That climate change seems likely to hurt worst those who have contributed least to its creation is a bitter irony. That is, however, exactly the reality we can expect, as poor people in low-lying countries and in arid regions are forced into desperation and conflict. Indeed, a new UNEP report explicitly links the genocide in Darfur to climate change, and warns that the instability environmental decline is producing could lead to "a world going up in flames."
That's bad news. But a new report from the United Nations University highlights just how particularly vulnerable people living in dry-lands regions are:
Desertification — land degradation in arid and semi-arid areas — is a pressing global environmental challenge, currently affecting an estimated 100-200 million people. One-third of all people on Earth — about 2 billion in number — are potential victims. Desertification could bring about mass migration as people are forced to leave lands that can no longer support them, posing an "imminent threat to international stability", according to the report's authors.
What if it turns out, though, that combatting desertification and reducing the impacts of climate change are goals that fit perfectly well together?
That may not be such a pipe dream. It may well be that growing carbon-fixing crops as green belts to check the spread of deserts is a winning strategy:
The report also calls for more work to explore the links between desertification, climate change and biodiversity, such as carbon sequestration — the absorption of carbon dioxide from the atmosphere with plant growing — in drylands to help reverse climate change and simultaneously combat desertification.
What makes it more likely to succeed, perhaps, is the increased understanding in wealthy nations that supporting development in poorer countries that helps fight climate change is in everyone's interest. Already, the clean development mechanism offers one way to make carbon-fixation in the developing world more profitable. But I've been hearing more and more talk in the halls of the conferences I attend (and from the diplomats and international bureaucrats I've talked with) about the idea that a more explicit effort to link development, anti-desertification efforts and carbon sequestration ought to be included in the next global climate agreement (or "Bali" as the shorthand goes, instead of "Kyoto").

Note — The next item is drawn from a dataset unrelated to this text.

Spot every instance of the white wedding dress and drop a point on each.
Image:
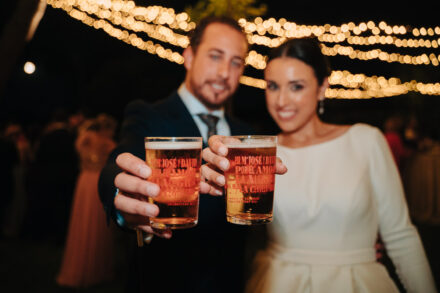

In particular, it seems like the Sahel could prove fertile ground for such efforts. For one thing, we suspect the changes in the Sahel to be particularly extreme; for another, there are already some amazing pilot efforts underway there to build greenbelts and preserve farmland. Research into turning hard-hit fallow lands into carbon forests shows promise. In addition, many of the world's future refugees are expected to come from the region, so working now to preserve people's livelihood has an air of preventive medicine to it. Why plant a billion trees to help refugees, when we might plant a billion trees to save communities... and cool the planet in the process?